You can see the latest government guidance for landlords and tenants here which says at para 1.1:
As a tenant, should I stop paying rent during the outbreak?
Tenants should continue to pay rent and abide by all other terms of their tenancy agreement to the best of their ability. The government has a strong package of financial support available to tenants, and where they can pay the rent as normal, they should do. Tenants who are unable to do so should speak to their landlord at the earliest opportunity.
There’s loads of information about rent payments on the coronavirus hub so we won’t repeat anymore of that here. We have also recently produced some templates to provide inspiration when replying to tenants. A new template was added today.
The question of gas safety records and other legal obligations continue. Again, we are unique in the sense not only can we not shut down even if we wanted to but, we also have to continue with all legal obligations.
We asked our engineer if willing to do some upcoming gas safety records and although he hasn’t refused yet, he replied:
… Only thing that worries me is going in and out of numerous houses per day , not just me getting it and fetching it home but spreading it from house to house. Seems mental really. Gas Safe have issued a statement but kept very quiet , and they’ve cancelled all their own inspections …
This is absolutely the point. It should not be the case that someone should have that level of anxiety and fear. All legally required routine inspections should be suspended for at least three months just like they have with some MOT’s.
Yesterday, we had a shower that stopped working and toilet not flushing in separate properties. Both had to be attended to which was done (thanks to Toolstation for remaining open!).
There is lots of guidance on our coronavirus hub about routine inspections so we won’t repeat here.
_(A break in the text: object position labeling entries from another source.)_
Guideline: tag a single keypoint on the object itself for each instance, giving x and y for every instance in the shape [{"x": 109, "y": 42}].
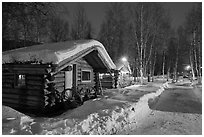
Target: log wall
[{"x": 29, "y": 97}]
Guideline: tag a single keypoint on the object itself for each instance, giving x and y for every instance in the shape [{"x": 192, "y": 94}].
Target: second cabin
[{"x": 45, "y": 76}]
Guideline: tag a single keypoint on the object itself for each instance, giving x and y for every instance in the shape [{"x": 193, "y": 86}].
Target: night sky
[{"x": 96, "y": 11}]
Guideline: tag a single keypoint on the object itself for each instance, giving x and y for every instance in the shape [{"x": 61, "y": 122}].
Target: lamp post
[{"x": 124, "y": 59}]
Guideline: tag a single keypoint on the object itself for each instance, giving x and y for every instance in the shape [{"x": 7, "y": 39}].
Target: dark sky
[{"x": 96, "y": 11}]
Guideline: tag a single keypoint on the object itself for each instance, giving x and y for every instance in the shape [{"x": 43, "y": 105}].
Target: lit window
[
  {"x": 20, "y": 80},
  {"x": 86, "y": 76}
]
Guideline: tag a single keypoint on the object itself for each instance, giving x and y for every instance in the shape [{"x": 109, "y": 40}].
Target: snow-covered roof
[{"x": 56, "y": 52}]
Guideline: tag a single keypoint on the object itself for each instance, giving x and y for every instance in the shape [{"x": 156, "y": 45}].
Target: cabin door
[{"x": 69, "y": 78}]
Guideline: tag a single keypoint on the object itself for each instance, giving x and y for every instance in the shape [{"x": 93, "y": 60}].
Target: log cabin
[{"x": 41, "y": 78}]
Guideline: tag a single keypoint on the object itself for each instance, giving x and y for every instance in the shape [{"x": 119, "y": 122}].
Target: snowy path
[
  {"x": 178, "y": 111},
  {"x": 119, "y": 109}
]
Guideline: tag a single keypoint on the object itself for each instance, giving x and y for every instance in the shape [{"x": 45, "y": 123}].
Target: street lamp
[
  {"x": 188, "y": 67},
  {"x": 124, "y": 59}
]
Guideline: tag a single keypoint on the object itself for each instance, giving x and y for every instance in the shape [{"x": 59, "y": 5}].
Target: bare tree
[
  {"x": 112, "y": 33},
  {"x": 193, "y": 28},
  {"x": 59, "y": 29},
  {"x": 148, "y": 20}
]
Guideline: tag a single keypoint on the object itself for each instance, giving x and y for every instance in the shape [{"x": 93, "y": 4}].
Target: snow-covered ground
[
  {"x": 117, "y": 110},
  {"x": 177, "y": 111}
]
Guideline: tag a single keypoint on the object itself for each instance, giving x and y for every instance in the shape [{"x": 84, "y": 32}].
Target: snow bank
[{"x": 96, "y": 117}]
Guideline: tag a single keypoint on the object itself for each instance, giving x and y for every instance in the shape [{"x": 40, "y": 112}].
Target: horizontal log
[
  {"x": 59, "y": 79},
  {"x": 30, "y": 72},
  {"x": 28, "y": 65},
  {"x": 34, "y": 87},
  {"x": 22, "y": 106},
  {"x": 8, "y": 80},
  {"x": 31, "y": 92},
  {"x": 25, "y": 102},
  {"x": 7, "y": 74},
  {"x": 7, "y": 85},
  {"x": 54, "y": 82},
  {"x": 23, "y": 97},
  {"x": 62, "y": 84}
]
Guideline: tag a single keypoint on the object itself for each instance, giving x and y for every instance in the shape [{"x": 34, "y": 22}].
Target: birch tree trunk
[
  {"x": 191, "y": 62},
  {"x": 163, "y": 66}
]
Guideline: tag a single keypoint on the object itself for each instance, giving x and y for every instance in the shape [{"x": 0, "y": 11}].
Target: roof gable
[{"x": 58, "y": 53}]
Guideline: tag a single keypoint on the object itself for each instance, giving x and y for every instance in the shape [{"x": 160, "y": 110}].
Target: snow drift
[{"x": 96, "y": 117}]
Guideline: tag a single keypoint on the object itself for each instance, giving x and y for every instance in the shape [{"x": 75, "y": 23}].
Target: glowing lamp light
[
  {"x": 124, "y": 59},
  {"x": 188, "y": 67}
]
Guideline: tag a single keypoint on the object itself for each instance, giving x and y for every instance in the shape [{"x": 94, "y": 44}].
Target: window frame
[
  {"x": 16, "y": 84},
  {"x": 85, "y": 70}
]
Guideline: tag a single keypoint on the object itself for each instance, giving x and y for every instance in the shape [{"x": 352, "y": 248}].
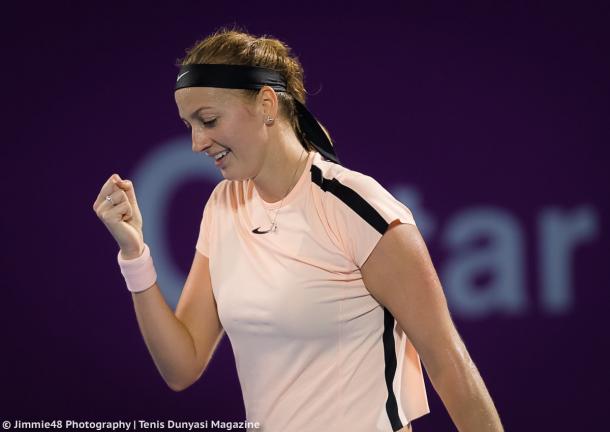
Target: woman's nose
[{"x": 201, "y": 140}]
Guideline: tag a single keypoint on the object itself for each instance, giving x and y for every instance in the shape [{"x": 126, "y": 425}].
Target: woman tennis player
[{"x": 317, "y": 274}]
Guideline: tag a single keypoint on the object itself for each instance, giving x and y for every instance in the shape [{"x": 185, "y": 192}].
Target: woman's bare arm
[
  {"x": 181, "y": 344},
  {"x": 400, "y": 275}
]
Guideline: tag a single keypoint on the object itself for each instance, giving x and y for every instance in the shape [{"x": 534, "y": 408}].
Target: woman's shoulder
[{"x": 342, "y": 181}]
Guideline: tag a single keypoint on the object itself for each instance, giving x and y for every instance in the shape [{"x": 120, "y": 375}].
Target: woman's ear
[{"x": 267, "y": 100}]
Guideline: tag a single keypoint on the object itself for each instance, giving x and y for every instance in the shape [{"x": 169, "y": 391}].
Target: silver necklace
[{"x": 273, "y": 228}]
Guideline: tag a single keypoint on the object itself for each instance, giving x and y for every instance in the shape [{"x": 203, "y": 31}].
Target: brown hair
[{"x": 234, "y": 46}]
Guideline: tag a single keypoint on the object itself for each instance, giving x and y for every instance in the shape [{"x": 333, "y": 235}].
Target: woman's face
[{"x": 223, "y": 119}]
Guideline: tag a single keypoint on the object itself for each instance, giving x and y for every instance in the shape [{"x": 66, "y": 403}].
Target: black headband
[{"x": 254, "y": 78}]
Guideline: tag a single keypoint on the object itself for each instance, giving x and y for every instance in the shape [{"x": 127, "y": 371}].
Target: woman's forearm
[
  {"x": 168, "y": 340},
  {"x": 466, "y": 398}
]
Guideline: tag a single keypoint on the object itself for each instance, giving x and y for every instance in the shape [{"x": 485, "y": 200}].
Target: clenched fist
[{"x": 117, "y": 208}]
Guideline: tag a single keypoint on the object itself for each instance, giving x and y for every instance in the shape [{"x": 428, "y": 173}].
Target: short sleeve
[
  {"x": 206, "y": 226},
  {"x": 360, "y": 212}
]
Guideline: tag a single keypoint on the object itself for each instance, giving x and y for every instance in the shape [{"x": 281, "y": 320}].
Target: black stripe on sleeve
[
  {"x": 350, "y": 198},
  {"x": 372, "y": 216}
]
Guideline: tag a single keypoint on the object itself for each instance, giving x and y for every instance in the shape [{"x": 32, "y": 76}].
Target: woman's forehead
[{"x": 209, "y": 96}]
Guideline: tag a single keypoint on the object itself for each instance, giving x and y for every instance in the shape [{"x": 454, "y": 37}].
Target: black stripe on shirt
[
  {"x": 350, "y": 198},
  {"x": 367, "y": 212}
]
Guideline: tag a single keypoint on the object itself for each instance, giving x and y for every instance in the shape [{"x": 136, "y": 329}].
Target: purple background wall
[{"x": 490, "y": 122}]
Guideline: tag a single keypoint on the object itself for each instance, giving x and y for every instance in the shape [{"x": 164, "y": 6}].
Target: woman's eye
[{"x": 208, "y": 123}]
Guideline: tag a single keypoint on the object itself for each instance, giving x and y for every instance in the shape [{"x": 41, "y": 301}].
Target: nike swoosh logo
[{"x": 181, "y": 75}]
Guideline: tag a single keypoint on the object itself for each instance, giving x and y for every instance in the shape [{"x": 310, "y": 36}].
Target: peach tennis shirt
[{"x": 314, "y": 350}]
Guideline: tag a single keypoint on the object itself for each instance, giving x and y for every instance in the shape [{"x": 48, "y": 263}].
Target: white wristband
[{"x": 139, "y": 273}]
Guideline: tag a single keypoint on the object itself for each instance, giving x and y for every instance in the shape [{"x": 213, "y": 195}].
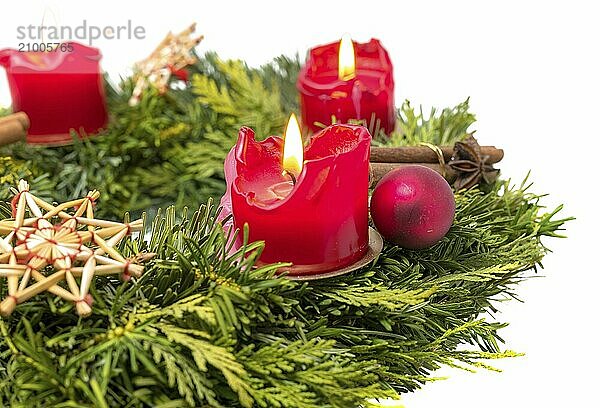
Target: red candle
[
  {"x": 59, "y": 90},
  {"x": 312, "y": 212},
  {"x": 336, "y": 82}
]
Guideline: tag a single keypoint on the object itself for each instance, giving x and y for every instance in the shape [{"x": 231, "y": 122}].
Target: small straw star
[
  {"x": 36, "y": 255},
  {"x": 170, "y": 56}
]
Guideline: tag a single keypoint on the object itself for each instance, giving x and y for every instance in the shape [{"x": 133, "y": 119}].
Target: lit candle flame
[
  {"x": 293, "y": 150},
  {"x": 346, "y": 59}
]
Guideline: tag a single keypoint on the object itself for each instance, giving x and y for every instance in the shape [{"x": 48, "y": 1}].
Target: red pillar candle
[
  {"x": 365, "y": 93},
  {"x": 59, "y": 90},
  {"x": 320, "y": 223},
  {"x": 329, "y": 85}
]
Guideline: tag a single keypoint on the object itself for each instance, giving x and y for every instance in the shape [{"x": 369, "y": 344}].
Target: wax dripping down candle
[
  {"x": 348, "y": 80},
  {"x": 319, "y": 222}
]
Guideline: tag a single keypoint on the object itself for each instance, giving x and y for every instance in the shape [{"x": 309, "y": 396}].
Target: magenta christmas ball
[{"x": 413, "y": 207}]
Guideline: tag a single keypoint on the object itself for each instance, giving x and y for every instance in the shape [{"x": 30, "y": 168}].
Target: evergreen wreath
[{"x": 205, "y": 327}]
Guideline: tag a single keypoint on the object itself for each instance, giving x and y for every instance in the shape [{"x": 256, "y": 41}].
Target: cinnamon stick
[
  {"x": 378, "y": 170},
  {"x": 13, "y": 128},
  {"x": 423, "y": 154}
]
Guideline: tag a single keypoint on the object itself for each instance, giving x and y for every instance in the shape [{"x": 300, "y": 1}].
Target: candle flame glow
[
  {"x": 293, "y": 149},
  {"x": 346, "y": 59}
]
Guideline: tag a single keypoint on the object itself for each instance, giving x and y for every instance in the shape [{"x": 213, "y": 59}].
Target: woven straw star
[
  {"x": 171, "y": 56},
  {"x": 54, "y": 246}
]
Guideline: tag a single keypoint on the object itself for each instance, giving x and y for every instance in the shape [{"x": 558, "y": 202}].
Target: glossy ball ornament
[{"x": 413, "y": 207}]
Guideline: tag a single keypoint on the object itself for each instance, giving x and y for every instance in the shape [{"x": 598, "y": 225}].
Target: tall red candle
[
  {"x": 320, "y": 223},
  {"x": 368, "y": 95},
  {"x": 59, "y": 90}
]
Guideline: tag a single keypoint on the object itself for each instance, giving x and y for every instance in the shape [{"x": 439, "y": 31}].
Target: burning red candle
[
  {"x": 349, "y": 81},
  {"x": 59, "y": 90},
  {"x": 310, "y": 211}
]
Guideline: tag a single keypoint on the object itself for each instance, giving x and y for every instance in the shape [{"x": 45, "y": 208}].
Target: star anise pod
[{"x": 470, "y": 165}]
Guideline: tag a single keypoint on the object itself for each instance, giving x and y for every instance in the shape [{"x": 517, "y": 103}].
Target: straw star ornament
[{"x": 62, "y": 243}]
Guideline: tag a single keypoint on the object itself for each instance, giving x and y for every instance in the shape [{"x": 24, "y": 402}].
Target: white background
[{"x": 532, "y": 72}]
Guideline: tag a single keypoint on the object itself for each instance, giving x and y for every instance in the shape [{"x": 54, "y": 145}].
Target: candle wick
[{"x": 289, "y": 173}]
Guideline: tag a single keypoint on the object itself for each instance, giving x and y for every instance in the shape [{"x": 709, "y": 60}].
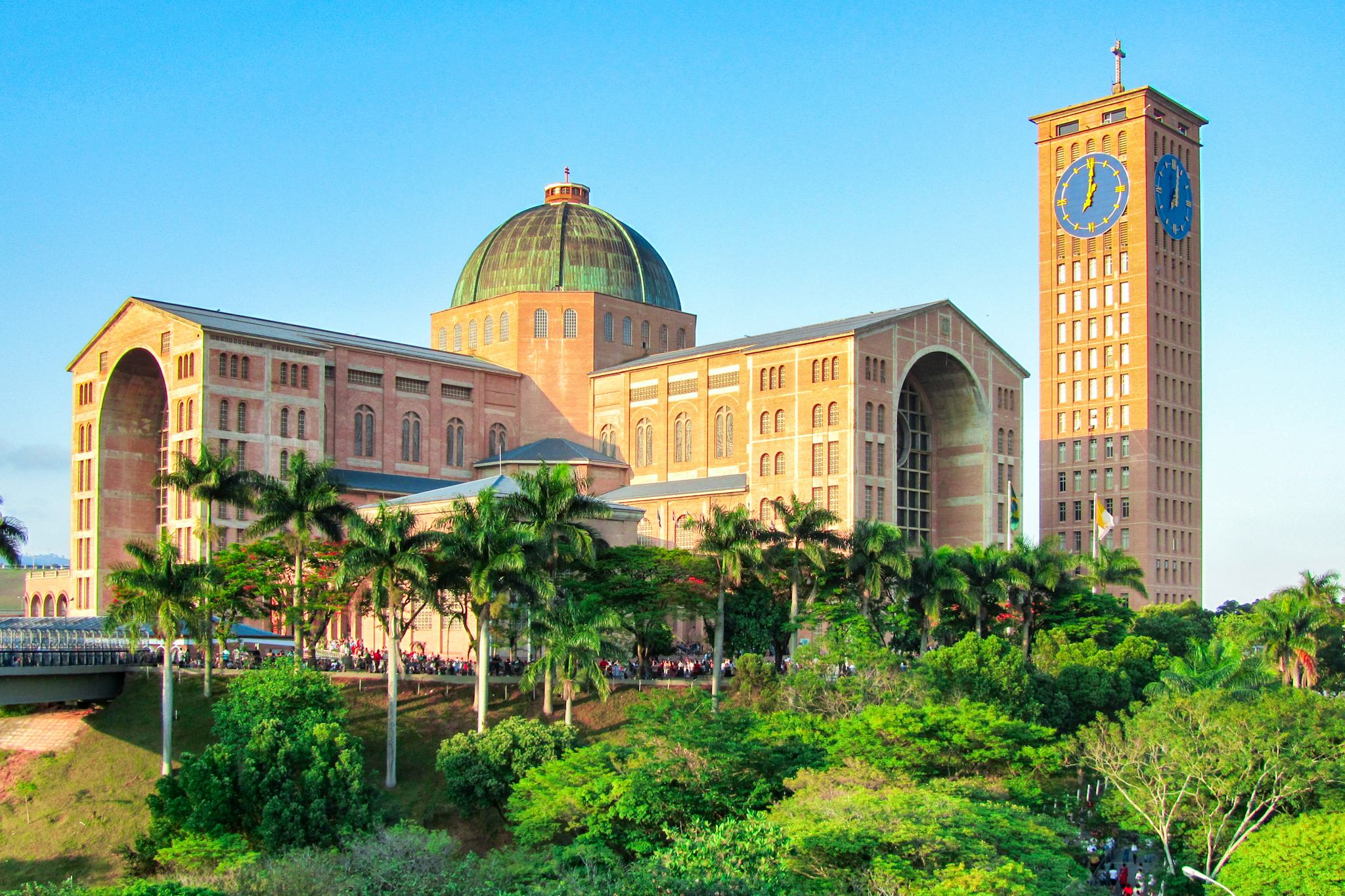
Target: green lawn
[{"x": 91, "y": 798}]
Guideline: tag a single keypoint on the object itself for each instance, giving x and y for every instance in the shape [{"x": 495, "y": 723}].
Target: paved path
[{"x": 41, "y": 731}]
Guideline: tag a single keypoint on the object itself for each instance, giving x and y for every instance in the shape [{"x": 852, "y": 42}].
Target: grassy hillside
[{"x": 91, "y": 798}]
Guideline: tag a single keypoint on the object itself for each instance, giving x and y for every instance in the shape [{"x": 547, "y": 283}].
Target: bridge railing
[{"x": 27, "y": 657}]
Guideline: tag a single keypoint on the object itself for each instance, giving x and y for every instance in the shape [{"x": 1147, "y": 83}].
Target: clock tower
[{"x": 1119, "y": 228}]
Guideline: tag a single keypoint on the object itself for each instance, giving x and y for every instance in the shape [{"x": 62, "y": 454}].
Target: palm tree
[
  {"x": 992, "y": 576},
  {"x": 12, "y": 534},
  {"x": 553, "y": 504},
  {"x": 1046, "y": 571},
  {"x": 210, "y": 480},
  {"x": 807, "y": 530},
  {"x": 305, "y": 498},
  {"x": 576, "y": 639},
  {"x": 393, "y": 558},
  {"x": 935, "y": 581},
  {"x": 877, "y": 555},
  {"x": 160, "y": 593},
  {"x": 1215, "y": 664},
  {"x": 1290, "y": 624},
  {"x": 732, "y": 539},
  {"x": 1113, "y": 567},
  {"x": 494, "y": 548}
]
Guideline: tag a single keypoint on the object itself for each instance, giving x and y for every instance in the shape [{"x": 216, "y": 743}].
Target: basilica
[{"x": 564, "y": 340}]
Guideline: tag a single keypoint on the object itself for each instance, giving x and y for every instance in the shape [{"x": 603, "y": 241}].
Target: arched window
[
  {"x": 455, "y": 442},
  {"x": 498, "y": 440},
  {"x": 363, "y": 431},
  {"x": 410, "y": 437},
  {"x": 724, "y": 433}
]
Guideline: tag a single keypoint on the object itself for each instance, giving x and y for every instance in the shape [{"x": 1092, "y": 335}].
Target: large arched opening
[
  {"x": 943, "y": 452},
  {"x": 133, "y": 437}
]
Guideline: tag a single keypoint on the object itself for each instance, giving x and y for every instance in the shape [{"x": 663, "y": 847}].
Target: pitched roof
[
  {"x": 553, "y": 450},
  {"x": 676, "y": 488},
  {"x": 315, "y": 337},
  {"x": 386, "y": 482},
  {"x": 802, "y": 335}
]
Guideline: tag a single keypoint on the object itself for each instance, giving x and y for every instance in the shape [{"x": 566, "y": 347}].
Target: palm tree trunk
[
  {"x": 483, "y": 653},
  {"x": 165, "y": 710},
  {"x": 393, "y": 651},
  {"x": 718, "y": 651}
]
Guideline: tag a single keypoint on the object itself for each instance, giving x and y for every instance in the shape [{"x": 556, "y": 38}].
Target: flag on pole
[{"x": 1102, "y": 519}]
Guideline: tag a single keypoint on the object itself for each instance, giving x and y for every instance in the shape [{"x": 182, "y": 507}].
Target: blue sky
[{"x": 335, "y": 164}]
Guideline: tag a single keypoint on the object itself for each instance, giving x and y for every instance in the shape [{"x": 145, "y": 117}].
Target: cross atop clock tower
[{"x": 1118, "y": 186}]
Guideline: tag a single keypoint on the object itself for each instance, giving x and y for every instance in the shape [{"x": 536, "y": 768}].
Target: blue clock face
[
  {"x": 1091, "y": 195},
  {"x": 1173, "y": 196}
]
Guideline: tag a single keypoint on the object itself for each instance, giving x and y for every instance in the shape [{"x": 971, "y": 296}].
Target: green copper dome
[{"x": 567, "y": 245}]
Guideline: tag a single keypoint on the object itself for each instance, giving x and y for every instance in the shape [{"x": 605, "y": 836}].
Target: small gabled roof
[
  {"x": 810, "y": 332},
  {"x": 219, "y": 322},
  {"x": 553, "y": 450}
]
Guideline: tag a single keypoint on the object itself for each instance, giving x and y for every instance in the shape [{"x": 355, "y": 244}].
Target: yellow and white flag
[{"x": 1102, "y": 519}]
In conclusion, there’s going to be some really tough times ahead for both landlords and letting agents. Not that it helps in any way but you can be assured we’re all in the same position and we’re all suffering together with the rest of the industry.
Finally, we want to publicly give a shout out and huge thanks to all the key workers out there from doctors and nurses to the waste and recycling collectors. Unlike the rest of us who can remain cosy in our homes, they don’t really see any change and in fact they’ve got the busiest few weeks and months ahead of them.
We also think government has done a pretty good job so far. Yes, there’ll be mistakes and no doubt people will disagree with certain things (like the inspections) but taken as a whole and the speed at which all of this has happened, the sheer amount of guidance which has been issued to date along with everything they will be having to contend with is mighty impressive in our view.
To all key workers, subscribers and readers, keep safe and stay at home (apart from key workers of course who can’t).